VIVIR FUERA DEL RADAR

El especialista Ignacio Álvarez, quien estuvo a cargo de la completísima reedición de “Hijo de ladrón” que Tajamar Editores lanzó al mercado en 2018, cree que la percepción popular de la novela “claramente ha cambiado” en las últimas décadas y que ya no lleva el estigma soporífero y descafeinado de las lecturas escolares obligatorias.

 

“Yo diría que un primer momento de recuperación pública de esta obra es el que se ha venido dando desde el año 2000 en adelante, acompañando los intentos de transformación social que hemos ido articulando los chilenos”, comenta el investigador y académico.

 

“Aunque suene tópico decirlo, parte de ese olvido en que el libro cayó durante tanto tiempo es responsabilidad de las políticas culturales de la dictadura, que sacó a ‘Hijo de ladrón’ de las lecturas recomendadas y que propició luego una versión ‘existencialista’, despolitizada de la novela. Pero Manuel Rojas siempre ha tenido incondicionales que pasaron esa noche leyéndolo igual, sea desde la militancia política o desde la militancia literaria”, añade.

 

-A propósito de los “intentos de transformación social” que mencionas, ¿qué connotaciones adquiere el aniversario 70 de “Hijo de ladrón” en el Chile post estallido/despertar social?
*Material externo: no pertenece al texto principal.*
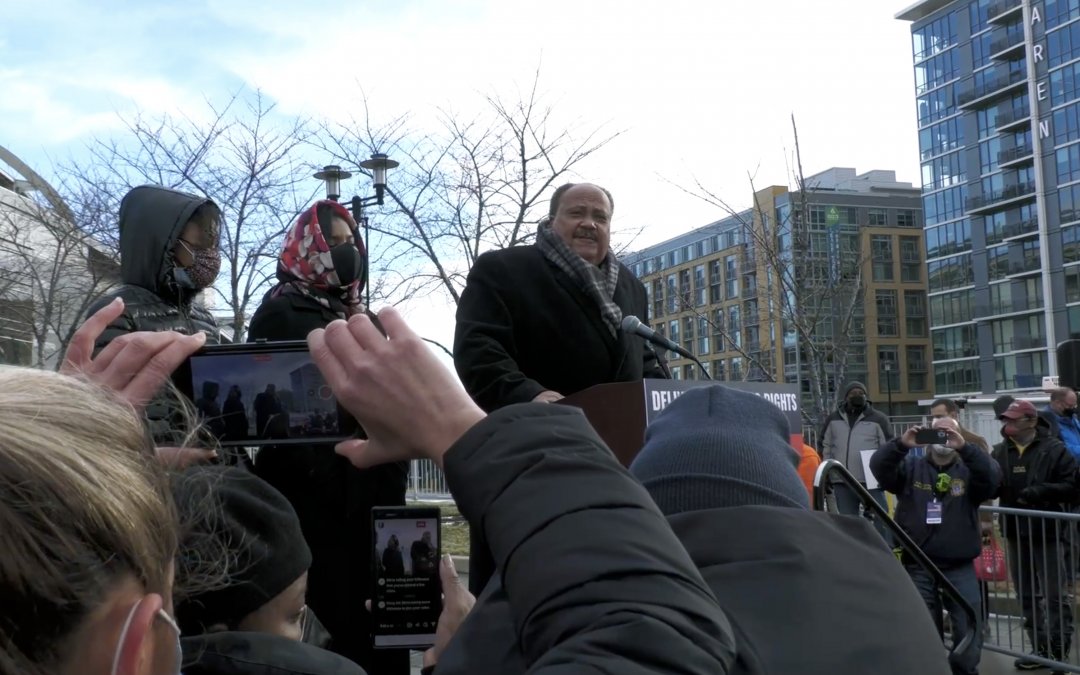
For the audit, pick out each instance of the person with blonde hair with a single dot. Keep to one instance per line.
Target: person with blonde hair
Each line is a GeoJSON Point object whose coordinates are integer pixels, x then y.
{"type": "Point", "coordinates": [86, 525]}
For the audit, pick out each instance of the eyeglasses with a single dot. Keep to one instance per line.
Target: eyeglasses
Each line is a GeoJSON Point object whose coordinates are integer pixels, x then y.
{"type": "Point", "coordinates": [161, 615]}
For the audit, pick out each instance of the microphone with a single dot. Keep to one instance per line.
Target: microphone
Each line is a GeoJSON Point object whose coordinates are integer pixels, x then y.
{"type": "Point", "coordinates": [633, 324]}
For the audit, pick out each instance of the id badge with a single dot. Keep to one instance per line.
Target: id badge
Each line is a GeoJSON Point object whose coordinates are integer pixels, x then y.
{"type": "Point", "coordinates": [934, 513]}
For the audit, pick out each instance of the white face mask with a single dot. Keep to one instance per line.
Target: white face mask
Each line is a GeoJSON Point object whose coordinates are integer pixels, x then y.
{"type": "Point", "coordinates": [941, 450]}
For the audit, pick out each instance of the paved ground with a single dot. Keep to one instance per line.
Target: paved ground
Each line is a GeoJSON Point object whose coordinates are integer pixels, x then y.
{"type": "Point", "coordinates": [1004, 631]}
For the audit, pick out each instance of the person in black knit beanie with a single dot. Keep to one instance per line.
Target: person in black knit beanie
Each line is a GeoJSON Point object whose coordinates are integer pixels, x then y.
{"type": "Point", "coordinates": [241, 579]}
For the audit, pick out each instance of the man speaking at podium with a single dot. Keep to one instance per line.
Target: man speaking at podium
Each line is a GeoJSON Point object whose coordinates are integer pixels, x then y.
{"type": "Point", "coordinates": [542, 322]}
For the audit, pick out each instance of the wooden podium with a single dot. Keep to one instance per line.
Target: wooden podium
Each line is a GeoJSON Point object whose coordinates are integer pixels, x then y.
{"type": "Point", "coordinates": [621, 412]}
{"type": "Point", "coordinates": [617, 413]}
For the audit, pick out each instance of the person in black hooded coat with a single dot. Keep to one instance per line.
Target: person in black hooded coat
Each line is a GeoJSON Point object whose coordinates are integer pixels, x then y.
{"type": "Point", "coordinates": [169, 253]}
{"type": "Point", "coordinates": [321, 271]}
{"type": "Point", "coordinates": [719, 466]}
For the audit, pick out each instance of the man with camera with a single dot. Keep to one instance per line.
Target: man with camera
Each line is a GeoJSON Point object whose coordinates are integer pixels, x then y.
{"type": "Point", "coordinates": [937, 498]}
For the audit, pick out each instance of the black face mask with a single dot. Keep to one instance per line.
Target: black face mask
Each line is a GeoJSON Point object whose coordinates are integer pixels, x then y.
{"type": "Point", "coordinates": [348, 264]}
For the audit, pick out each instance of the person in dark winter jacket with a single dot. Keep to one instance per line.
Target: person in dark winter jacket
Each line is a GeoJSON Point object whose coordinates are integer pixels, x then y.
{"type": "Point", "coordinates": [235, 415]}
{"type": "Point", "coordinates": [321, 272]}
{"type": "Point", "coordinates": [1038, 473]}
{"type": "Point", "coordinates": [210, 409]}
{"type": "Point", "coordinates": [937, 499]}
{"type": "Point", "coordinates": [393, 561]}
{"type": "Point", "coordinates": [719, 464]}
{"type": "Point", "coordinates": [593, 577]}
{"type": "Point", "coordinates": [241, 579]}
{"type": "Point", "coordinates": [169, 254]}
{"type": "Point", "coordinates": [851, 429]}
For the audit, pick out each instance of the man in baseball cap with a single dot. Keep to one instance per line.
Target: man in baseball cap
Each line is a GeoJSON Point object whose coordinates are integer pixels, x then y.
{"type": "Point", "coordinates": [1039, 474]}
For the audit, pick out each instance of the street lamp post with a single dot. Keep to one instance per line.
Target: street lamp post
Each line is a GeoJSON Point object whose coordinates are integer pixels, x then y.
{"type": "Point", "coordinates": [887, 366]}
{"type": "Point", "coordinates": [333, 175]}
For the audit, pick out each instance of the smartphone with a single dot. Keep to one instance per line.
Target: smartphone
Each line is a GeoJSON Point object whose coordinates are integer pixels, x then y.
{"type": "Point", "coordinates": [262, 393]}
{"type": "Point", "coordinates": [406, 596]}
{"type": "Point", "coordinates": [931, 436]}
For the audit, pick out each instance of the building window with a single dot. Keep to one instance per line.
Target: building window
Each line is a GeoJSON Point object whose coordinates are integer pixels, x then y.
{"type": "Point", "coordinates": [881, 257]}
{"type": "Point", "coordinates": [1020, 370]}
{"type": "Point", "coordinates": [950, 272]}
{"type": "Point", "coordinates": [16, 332]}
{"type": "Point", "coordinates": [915, 313]}
{"type": "Point", "coordinates": [719, 370]}
{"type": "Point", "coordinates": [934, 37]}
{"type": "Point", "coordinates": [700, 287]}
{"type": "Point", "coordinates": [945, 240]}
{"type": "Point", "coordinates": [1061, 11]}
{"type": "Point", "coordinates": [684, 288]}
{"type": "Point", "coordinates": [917, 370]}
{"type": "Point", "coordinates": [956, 342]}
{"type": "Point", "coordinates": [910, 265]}
{"type": "Point", "coordinates": [731, 277]}
{"type": "Point", "coordinates": [673, 335]}
{"type": "Point", "coordinates": [703, 336]}
{"type": "Point", "coordinates": [889, 354]}
{"type": "Point", "coordinates": [715, 282]}
{"type": "Point", "coordinates": [886, 301]}
{"type": "Point", "coordinates": [950, 308]}
{"type": "Point", "coordinates": [718, 329]}
{"type": "Point", "coordinates": [955, 378]}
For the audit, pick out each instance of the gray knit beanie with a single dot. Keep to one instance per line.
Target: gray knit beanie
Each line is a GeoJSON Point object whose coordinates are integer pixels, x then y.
{"type": "Point", "coordinates": [715, 447]}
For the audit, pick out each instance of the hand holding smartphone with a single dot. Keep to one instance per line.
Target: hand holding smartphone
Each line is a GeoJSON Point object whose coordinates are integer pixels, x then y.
{"type": "Point", "coordinates": [406, 595]}
{"type": "Point", "coordinates": [262, 393]}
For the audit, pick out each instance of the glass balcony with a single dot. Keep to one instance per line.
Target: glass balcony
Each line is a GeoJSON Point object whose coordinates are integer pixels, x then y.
{"type": "Point", "coordinates": [1011, 119]}
{"type": "Point", "coordinates": [997, 198]}
{"type": "Point", "coordinates": [990, 89]}
{"type": "Point", "coordinates": [1015, 156]}
{"type": "Point", "coordinates": [1000, 12]}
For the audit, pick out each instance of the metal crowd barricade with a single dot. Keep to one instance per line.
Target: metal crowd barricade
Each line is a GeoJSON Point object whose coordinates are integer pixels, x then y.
{"type": "Point", "coordinates": [874, 512]}
{"type": "Point", "coordinates": [1031, 611]}
{"type": "Point", "coordinates": [427, 482]}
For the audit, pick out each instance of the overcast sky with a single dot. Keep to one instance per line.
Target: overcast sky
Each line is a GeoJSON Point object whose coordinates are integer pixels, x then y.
{"type": "Point", "coordinates": [703, 90]}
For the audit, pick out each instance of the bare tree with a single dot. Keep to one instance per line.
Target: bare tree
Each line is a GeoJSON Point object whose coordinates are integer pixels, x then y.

Pregunto esto porque la novela muestra desde dentro un mundo de personas que están excluidas de la sociedad y que por lo tanto, si existieran hoy, estarían entre los grandes perjudicados por la desigualdad económica.

 

-Creo que todos los que nos hemos acercado a la obra de Manuel Rojas hemos sentido que, al menos desde 2006, su mirada ha conversado cada vez más claramente con nuestro presente. Tiene que ver con la experiencia del Aniceto joven, por cierto, su marginación de toda institución y su conciencia de la violencia que los órdenes jerárquicos ejercen sobre las personas.

 

-Si los personajes de Rojas hubieran vivido en el Chile de 2019, probablemente muchos de ellos habrían participado en las protestas. Y los habrían catalogado como simples delincuentes o vándalos, pese a que varios eran obreros y artesanos muy cultivados y políticamente comprometidos.

 

-Cuando los medios de comunicación hablan de ‘anarcos’ o ‘anarquistas’ como sinónimo de delincuentes vulgares o de nihilistas adictos a la destrucción, cualquiera que haya leído ‘Hijo de ladrón’ siente cierta irritación. Rojas nos ha enseñado que por fuera del radar de las instituciones hay una vida rica, intensa, humanamente desafiante, compleja y que solo a veces y sintomáticamente se topa con la violencia. Por otro lado, ‘Hijo de ladrón’ no se trata solo de un joven libertario de veinte años; es también la mirada del Aniceto mayor que, treinta años después, relata su historia. Esa distancia entre el narrador mayor, culto, conocedor de la novela moderna, y su versión joven e inexperta implica una evaluación, una distancia que implica una mirada política nada de cándida. Hay mucha riqueza en la novela.